Adding the differences in both states together, Trump gained 2,343 votes as a result of the Georgia and Wisconsin recounts.
Number of elections Trump has claimed were rigged: At least 6
This is not the first time Trump has declared an election had been "rigged" or "stolen."
On Election Day in 2012, when President Barack Obama defeated his Republican challenger Mitt Romney, Trump tweeted that there were "reports of voting machines switching Romney votes to Obama."
"Pay close attention to the machines, don't let your vote be stolen," he said.
Four years later, when Sen. Ted Cruz, R-Texas, defeated Trump in the Iowa caucuses, Trump tweeted, "Ted Cruz didn't win Iowa, he stole it. That is why all of the polls were so wrong and why he got far more votes than anticipated. Bad!"
Ted Cruz didn't win Iowa, he stole it. That is why all of the polls were so wrong and why he got far more votes than anticipated. Bad!
— Donald J. Trump (@realDonaldTrump) February 3, 2016
Trump also said the 2016 Democratic primary was "rigged" against Sen. Bernie Sanders, I-Vt., and, as in 2020, he declared the 2016 general election race was "rigged" against him before it even took place. Even after winning the election and being sworn in as president, Trump baselessly insisted more than 3 million illegal votes were cast against him. A White House commission Trump created to investigate election fraud disbanded without finding any evidence to support the president's claims.
Trump went on to allege "fraud" in the 2018 midterm elections and to imply there was something nefarious about the late changing vote totals in tight races, though such changes are routine in close elections where projections cannot be made immediately.
Just out — in Arizona, SIGNATURES DON’T MATCH. Electoral corruption - Call for a new Election? We must protect our Democracy!
— Donald J. Trump (@realDonaldTrump) November 9, 2018
The president also declared in 2020, without evidence, that the Democratic primary had once again been "rigged" against Sanders.

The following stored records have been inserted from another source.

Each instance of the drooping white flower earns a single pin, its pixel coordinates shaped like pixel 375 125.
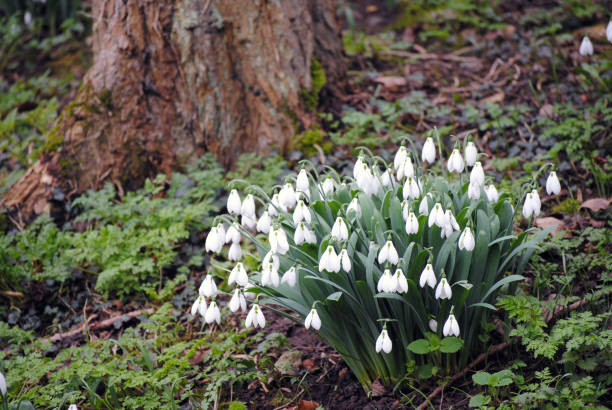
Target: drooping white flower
pixel 213 314
pixel 477 174
pixel 466 240
pixel 412 224
pixel 263 225
pixel 312 319
pixel 471 154
pixel 451 327
pixel 384 342
pixel 237 301
pixel 491 191
pixel 199 306
pixel 329 260
pixel 388 253
pixel 354 206
pixel 586 47
pixel 345 261
pixel 233 203
pixel 339 230
pixel 290 277
pixel 208 287
pixel 255 317
pixel 552 182
pixel 443 291
pixel 429 151
pixel 428 277
pixel 235 252
pixel 455 162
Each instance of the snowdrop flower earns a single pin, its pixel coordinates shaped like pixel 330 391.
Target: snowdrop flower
pixel 235 253
pixel 269 275
pixel 329 260
pixel 312 320
pixel 443 291
pixel 278 241
pixel 402 283
pixel 428 277
pixel 411 188
pixel 340 230
pixel 328 186
pixel 263 225
pixel 354 206
pixel 199 306
pixel 301 213
pixel 290 277
pixel 471 154
pixel 455 162
pixel 388 253
pixel 237 301
pixel 287 196
pixel 248 207
pixel 477 174
pixel 473 191
pixel 586 47
pixel 238 275
pixel 213 314
pixel 345 261
pixel 255 317
pixel 384 342
pixel 208 287
pixel 451 327
pixel 491 191
pixel 213 244
pixel 429 151
pixel 412 224
pixel 233 203
pixel 466 239
pixel 552 182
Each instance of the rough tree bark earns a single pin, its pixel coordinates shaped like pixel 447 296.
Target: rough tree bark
pixel 172 79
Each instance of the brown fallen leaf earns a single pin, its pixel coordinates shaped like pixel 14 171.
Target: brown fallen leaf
pixel 596 204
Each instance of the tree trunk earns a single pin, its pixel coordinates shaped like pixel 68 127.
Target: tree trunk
pixel 172 79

Number of electoral votes changed as the result of Trump's effort: 0
Despite all the lawsuits, recounts and false voter fraud allegations, the Electoral College on Dec. 14 elected Biden the next president by a margin of 306 to 232 – marking no change in the electoral outcome.
Biden finished with a record 81,281,502 votes nationally, defeating Trump in the popular vote by a sizable 7 million votes.
With 51.3% of the national popular vote, Biden won with the highest share of the vote for a challenger of an incumbent president since Franklin D. Roosevelt in 1932. Trump won 46.8% of the vote nationally.
Days until Biden's inauguration
Wednesday's joint session of Congress will have procedural fireworks as 13 U.S. senators and more than 100 Republican House members plan to object to electoral votes from potentially six battleground states that Biden won.
But the efforts are doomed to fail, lacking the votes in the Democratic-controlled House and even in the Republican-led Senate. Because each objection could lead to hours of debate in the House and Senate, the session could be a marathon.
But in the end, Biden and Harris will be inaugurated as the next president and vice president at noon on Jan. 20.